In January 1977 Jackson began a 17-year stint as Editor of Annual Review of Nuclear and Particle Science. In much of the 1980s he was involved with many others in the high-energy physics community in activities aimed at the next step up in accelerators. Then in 1983 he became active in the R&D for the SSC, and on the program advisory committee for the SSC Laboratory when it began in Texas in 1988.

==Retirement years==
Jackson retired from teaching in May 1995, but retained his connection with LBNL. In the 1990s and beyond his time was increasingly devoted to semi-historical talks and publications on a variety of topics, with a foray into refuting suggestions that cancer may be caused by environmental radiation stemming from ubiquitous electronics use. This includes a continuing series of papers in the American Journal of Physics on diverse topics in electromagnetism, including rebuttals of mistaken ideas. History of physics publications include the historical roots of gauge invariance, examples of the misattribution of discoveries in physics, and the editing of a sequel to R. T. Birge's history of the Berkeley Physics Department.

==Students==
His students include Hubert Reeves Gordon L. Kane, Robert N. Cahn (LBNL), Richard D. Field and Chris Quigg.

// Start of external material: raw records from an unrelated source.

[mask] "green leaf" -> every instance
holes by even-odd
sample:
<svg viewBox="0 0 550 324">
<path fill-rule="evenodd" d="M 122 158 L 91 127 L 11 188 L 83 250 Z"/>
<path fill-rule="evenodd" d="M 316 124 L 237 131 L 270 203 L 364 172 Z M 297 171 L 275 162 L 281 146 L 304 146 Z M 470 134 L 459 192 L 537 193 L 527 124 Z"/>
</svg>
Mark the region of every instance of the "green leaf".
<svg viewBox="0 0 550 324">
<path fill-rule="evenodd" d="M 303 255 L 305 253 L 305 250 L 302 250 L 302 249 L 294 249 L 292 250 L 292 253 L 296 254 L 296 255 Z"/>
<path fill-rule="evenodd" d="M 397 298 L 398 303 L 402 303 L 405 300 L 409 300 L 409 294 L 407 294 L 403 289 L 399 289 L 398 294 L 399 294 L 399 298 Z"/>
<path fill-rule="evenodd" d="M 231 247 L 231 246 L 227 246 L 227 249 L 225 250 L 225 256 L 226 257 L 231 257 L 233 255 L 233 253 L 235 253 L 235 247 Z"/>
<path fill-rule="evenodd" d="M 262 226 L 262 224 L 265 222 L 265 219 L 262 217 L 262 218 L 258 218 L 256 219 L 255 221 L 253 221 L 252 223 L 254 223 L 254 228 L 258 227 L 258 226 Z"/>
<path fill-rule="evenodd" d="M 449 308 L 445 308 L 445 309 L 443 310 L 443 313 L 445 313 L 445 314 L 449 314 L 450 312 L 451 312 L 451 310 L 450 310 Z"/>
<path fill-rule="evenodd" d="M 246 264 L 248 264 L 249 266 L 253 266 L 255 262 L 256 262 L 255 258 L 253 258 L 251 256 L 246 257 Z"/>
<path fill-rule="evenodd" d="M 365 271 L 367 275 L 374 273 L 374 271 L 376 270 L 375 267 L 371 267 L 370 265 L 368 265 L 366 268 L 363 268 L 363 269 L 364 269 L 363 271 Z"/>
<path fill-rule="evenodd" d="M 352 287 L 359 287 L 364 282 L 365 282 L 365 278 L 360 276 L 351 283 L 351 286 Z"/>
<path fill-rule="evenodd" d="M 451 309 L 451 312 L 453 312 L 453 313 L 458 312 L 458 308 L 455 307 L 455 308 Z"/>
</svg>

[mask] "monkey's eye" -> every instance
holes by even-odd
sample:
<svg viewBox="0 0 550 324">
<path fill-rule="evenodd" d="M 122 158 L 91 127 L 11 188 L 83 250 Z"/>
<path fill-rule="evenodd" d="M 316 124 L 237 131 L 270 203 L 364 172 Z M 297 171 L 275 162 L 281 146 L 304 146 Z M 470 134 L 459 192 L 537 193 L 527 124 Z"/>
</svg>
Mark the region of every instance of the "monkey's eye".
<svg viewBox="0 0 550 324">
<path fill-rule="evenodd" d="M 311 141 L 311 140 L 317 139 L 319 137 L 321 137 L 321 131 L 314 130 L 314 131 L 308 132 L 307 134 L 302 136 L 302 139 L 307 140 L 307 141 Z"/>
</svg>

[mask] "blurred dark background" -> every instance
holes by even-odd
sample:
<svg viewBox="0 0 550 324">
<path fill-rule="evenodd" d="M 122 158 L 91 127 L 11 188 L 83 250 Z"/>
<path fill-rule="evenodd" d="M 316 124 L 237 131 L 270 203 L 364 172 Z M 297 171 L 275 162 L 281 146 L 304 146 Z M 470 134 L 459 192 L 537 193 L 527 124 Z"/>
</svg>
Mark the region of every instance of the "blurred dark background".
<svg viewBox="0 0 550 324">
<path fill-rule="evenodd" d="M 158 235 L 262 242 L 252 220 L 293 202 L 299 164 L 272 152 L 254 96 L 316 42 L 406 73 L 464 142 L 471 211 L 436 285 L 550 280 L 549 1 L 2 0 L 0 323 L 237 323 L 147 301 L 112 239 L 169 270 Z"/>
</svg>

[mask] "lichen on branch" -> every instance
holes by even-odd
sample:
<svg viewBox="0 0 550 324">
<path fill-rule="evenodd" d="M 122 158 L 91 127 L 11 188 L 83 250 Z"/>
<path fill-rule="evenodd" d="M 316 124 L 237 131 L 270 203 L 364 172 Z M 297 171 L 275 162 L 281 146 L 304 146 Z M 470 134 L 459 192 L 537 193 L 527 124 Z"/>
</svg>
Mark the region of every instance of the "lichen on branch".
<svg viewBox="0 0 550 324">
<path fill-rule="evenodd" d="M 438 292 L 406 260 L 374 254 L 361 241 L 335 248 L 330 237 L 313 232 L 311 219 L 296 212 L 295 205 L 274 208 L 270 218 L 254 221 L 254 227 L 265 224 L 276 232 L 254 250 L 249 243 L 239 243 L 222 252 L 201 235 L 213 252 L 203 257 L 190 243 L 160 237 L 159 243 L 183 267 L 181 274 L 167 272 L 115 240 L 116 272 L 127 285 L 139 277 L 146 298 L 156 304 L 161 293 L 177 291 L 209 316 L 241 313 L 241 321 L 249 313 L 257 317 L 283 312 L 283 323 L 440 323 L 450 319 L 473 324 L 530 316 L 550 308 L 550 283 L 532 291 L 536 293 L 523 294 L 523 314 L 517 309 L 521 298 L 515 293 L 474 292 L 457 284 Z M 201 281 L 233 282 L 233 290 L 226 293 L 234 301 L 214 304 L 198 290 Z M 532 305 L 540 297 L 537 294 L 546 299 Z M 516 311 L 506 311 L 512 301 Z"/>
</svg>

==Memberships and honors==
Jackson was a Fellow of the American Physical Society (elected in 1961), a Member of the American Academy of Arts and Sciences, and a Member of the National Academy of Sciences (elected in 1990). In 1956, he was awarded a Guggenheim Fellowship. In 1989, he received an Honorary D. Sc. from his alma mater, the University of Western Ontario. In 2009, in recognition of his own contributions to classroom teaching and his textbook, the American Association of Physics Teachers created the "J. D. Jackson Award for Excellence in Graduate Education", with the first award in February 2010 to Eugene D. Commins.

==Books==
- Jackson JD, Classical Electrodynamics, 3rd ed, Wiley, 1999.
- Jackson JD, Mathematics for Quantum Mechanics: An Introductory Survey of Operators, Eigenvalues, and Linear Vector Spaces, Dover, 2006.
- Jackson JD, The Physics of Elementary Particles, Princeton University, 1958.
- Jackson JD, Cahn RN, A Course in Quantum Mechanics, Wiley, 2024.